Heute erstreckt sich das PBIEC über eine Fläche von rund 200 Hektaren. Davon bedecken alleine die 18 Turnierplätze, darunter ein Derby-Springplatz und der nach eigenen Angaben grösste überdachte Sandplatz der Welt, 32 Hektaren. Es gibt vor Ort Stallungen für 256 Pferde und ein Netzwerk an Wegen zum Reiten und für Golfcarts, das bevorzugte Fortbewegungsmittel der Reiter und Pferdepfleger.

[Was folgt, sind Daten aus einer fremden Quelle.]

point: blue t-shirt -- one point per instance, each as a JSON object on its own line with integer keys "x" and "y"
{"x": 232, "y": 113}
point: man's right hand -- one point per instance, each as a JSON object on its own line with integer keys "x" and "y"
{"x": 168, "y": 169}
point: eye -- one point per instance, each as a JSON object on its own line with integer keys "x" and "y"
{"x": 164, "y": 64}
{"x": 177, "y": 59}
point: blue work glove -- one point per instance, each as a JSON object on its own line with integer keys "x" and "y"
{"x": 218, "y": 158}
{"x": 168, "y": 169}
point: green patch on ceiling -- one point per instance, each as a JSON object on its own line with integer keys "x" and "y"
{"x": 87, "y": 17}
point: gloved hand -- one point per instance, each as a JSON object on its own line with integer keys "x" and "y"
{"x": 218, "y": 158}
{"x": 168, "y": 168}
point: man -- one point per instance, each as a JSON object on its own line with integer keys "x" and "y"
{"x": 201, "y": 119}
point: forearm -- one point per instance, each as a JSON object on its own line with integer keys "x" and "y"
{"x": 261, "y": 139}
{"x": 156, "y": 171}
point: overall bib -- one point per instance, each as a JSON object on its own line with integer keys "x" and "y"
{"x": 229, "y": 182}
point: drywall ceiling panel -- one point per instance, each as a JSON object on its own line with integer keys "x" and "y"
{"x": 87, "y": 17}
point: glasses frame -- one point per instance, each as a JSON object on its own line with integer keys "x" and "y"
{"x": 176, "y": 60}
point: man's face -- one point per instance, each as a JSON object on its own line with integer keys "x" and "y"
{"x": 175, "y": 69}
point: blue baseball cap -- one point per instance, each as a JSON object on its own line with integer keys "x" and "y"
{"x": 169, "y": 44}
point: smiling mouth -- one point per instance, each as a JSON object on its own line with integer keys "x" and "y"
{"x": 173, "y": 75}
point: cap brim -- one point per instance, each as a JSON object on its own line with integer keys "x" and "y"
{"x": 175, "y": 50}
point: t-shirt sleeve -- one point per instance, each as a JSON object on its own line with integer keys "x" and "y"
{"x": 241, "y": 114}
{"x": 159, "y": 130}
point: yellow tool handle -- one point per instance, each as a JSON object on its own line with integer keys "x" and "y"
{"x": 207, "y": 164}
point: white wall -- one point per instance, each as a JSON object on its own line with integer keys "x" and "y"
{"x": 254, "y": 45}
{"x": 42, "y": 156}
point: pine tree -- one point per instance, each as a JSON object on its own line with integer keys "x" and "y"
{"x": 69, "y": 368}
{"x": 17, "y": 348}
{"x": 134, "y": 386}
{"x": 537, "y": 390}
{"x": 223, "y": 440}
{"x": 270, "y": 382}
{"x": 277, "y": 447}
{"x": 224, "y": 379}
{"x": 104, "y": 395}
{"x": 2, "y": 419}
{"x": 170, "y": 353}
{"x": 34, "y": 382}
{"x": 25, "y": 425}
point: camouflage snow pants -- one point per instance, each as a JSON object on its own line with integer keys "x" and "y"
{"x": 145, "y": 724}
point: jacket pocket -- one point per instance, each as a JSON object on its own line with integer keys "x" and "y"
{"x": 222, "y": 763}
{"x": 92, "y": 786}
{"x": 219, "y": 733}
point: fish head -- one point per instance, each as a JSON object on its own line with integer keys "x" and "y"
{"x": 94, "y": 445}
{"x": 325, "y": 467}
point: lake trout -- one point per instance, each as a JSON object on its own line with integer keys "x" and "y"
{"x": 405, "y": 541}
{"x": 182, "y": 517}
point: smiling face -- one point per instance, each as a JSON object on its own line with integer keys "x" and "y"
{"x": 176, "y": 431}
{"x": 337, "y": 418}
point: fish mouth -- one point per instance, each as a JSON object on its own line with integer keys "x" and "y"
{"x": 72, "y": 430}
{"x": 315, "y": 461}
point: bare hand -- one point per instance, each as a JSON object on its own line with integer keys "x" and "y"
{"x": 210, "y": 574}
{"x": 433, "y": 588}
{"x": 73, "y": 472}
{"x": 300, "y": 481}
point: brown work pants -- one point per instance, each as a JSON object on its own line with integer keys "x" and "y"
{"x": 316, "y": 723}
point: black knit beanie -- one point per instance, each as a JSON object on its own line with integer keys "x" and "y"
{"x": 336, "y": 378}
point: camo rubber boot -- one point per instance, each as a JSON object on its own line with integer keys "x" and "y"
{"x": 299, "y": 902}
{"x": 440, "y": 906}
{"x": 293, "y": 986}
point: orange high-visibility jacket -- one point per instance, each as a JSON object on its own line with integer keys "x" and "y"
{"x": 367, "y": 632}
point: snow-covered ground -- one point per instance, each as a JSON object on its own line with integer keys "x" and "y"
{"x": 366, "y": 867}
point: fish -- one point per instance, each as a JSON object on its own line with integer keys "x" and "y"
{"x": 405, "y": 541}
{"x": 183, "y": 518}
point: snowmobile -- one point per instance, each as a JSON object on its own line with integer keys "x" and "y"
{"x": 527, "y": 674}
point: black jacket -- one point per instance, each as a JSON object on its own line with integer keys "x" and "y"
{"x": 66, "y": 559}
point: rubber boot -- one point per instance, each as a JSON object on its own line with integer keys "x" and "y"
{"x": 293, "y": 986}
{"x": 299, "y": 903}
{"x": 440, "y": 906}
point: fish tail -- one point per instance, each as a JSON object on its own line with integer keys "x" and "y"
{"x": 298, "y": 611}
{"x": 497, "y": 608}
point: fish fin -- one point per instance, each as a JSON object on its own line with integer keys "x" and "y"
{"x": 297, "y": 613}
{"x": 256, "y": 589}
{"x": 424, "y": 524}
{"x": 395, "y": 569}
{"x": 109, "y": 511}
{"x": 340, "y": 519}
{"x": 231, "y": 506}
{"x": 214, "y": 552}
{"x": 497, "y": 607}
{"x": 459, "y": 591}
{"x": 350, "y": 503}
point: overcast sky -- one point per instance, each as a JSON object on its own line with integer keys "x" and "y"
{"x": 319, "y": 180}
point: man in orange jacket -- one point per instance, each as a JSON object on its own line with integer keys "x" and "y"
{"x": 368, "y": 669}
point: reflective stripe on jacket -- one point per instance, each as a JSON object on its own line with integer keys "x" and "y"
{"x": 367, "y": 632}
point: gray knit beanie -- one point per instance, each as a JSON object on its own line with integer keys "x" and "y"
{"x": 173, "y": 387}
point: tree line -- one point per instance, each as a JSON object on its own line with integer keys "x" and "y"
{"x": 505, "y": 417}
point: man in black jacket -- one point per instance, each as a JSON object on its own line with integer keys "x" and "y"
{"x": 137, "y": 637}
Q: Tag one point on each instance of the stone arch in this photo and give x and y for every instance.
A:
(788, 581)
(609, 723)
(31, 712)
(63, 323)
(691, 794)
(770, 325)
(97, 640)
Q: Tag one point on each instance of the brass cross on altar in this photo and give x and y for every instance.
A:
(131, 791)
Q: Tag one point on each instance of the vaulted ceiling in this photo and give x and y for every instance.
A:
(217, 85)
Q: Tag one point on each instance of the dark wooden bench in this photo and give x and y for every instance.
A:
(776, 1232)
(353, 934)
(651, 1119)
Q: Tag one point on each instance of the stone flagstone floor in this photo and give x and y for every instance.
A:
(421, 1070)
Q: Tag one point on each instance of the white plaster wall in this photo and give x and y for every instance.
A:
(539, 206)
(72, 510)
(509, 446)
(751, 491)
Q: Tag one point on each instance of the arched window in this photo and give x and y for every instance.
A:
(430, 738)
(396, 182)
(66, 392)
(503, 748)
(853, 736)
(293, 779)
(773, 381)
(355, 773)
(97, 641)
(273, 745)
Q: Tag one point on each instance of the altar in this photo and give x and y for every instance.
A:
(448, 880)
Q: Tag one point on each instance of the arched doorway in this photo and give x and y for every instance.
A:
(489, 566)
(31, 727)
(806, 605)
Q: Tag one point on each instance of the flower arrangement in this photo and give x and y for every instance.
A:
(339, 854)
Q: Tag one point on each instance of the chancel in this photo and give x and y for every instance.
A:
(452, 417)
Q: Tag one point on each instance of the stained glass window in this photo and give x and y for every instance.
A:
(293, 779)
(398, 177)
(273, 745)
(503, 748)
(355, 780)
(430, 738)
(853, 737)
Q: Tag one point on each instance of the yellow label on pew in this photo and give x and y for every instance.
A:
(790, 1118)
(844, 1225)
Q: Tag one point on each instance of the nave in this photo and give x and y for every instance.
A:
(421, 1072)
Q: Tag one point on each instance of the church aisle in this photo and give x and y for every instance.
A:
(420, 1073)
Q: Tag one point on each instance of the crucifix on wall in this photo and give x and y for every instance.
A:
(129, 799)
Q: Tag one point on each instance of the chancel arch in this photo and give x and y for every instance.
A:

An über 40 Wochen im Jahr, von September bis Juni, werden Turniere ausgetragen. Die bekannteste Serie ist das Winter Eques­trian Festival, das WEF, das sich über zwölf Wochen zwischen Januar und März erstreckt. Jede Woche von Mittwoch bis Sonntag finden Springen und die in Amerika äusserst beliebten Hunter-Prüfungen, eine Mischung aus Stil- und Jagdspringen, statt. Es gibt über 70 Kategorien, in denen Teilnehmer im Alter von zwei bis 80 Jahren starten, angefangen von Führzügelklassen für die Kleins­­ten über Pony-, Amateur- und Seniorenprüfungen bis zu den legendären Fünfstern-Grand-Prix, an denen stets einige der bes­ten Profis der Welt teilnehmen. Mit Reitern aus über 40 Nationen, rund 7000 teilnehmenden Pferden und einem Gesamtpreisgeld von über zehn Millionen Dollar ist das WEF die längste und bestdotiere Turnierserie weltweit. Parallel dazu gibt es auf einer weiteren Anlage, dem Equestrian Village, das Global Dressage Festival für die Dressurreiter. Und im Palm Beach International Polo Club, auf dem schon Prinz Harry gespielt hat, finden hochklassige Poloturniere statt.

Volksfeststimmung

Geschäftsmann Mark Bellissimo investierte nicht nur kräftig in Wellington, er brachte auch einen anderen Wind in die abgeschlossene, steife Wellingtoner Reiterszene. Er öffnete seine Anlagen dem breiten Publikum, der Besuch der Turniere ist grundsätzlich kostenlos, das Geld wird mit den VIPs gemacht. An den Wochenenden herrscht Volksfeststimmung mit jeweils rund 10000 Besuchern. Es gibt ein kleines Dorf mit über 100 Markt-, Verkaufs- und Verpflegungsständen, Karussells und Streichelzoos für die Kinder und an den legendären «Saturday Midnights» kostenlose Konzerte.

Zwist im Pferdeparadies

Diese geballte Bellissimo-Power passte nicht allen im ehemals beschaulichen Wellington. Allen voran die «alteingesessenen» Ja­cobs mit Familienoberhaupt Jeremy Jacobs, dem schwerreichen Unternehmer und Besitzer des Eishockeyclubs Boston Bruins, torpedierten die Projekte Bellissimos immer wieder mit Einsprachen. Vor vier Jahren haben die Jacobs auf ihrer 80 Hektar grossen Deeridge Farm, rund vier Kilometer vom PBIEC, ihre eigene kleine Turnierserie ins Leben gerufen, das Palm Beach Masters, das mittlerweile drei Turnierwochenenden umfasst. Die Rivalität zwischen Bellissimo und Jacobs machen sich auch zwei Schweizer ­Uhrenmarken zunutze. Während die Bellissimo-Veranstaltungen unter dem Patronat von Rolex stattfinden, hat Longines das Palm Beach Masters unter seine Fittiche genommen, weshalb dort sowohl ein Weltcupspringen als auch der erste Nationenpreis der grünen Saison ausgetragen wird.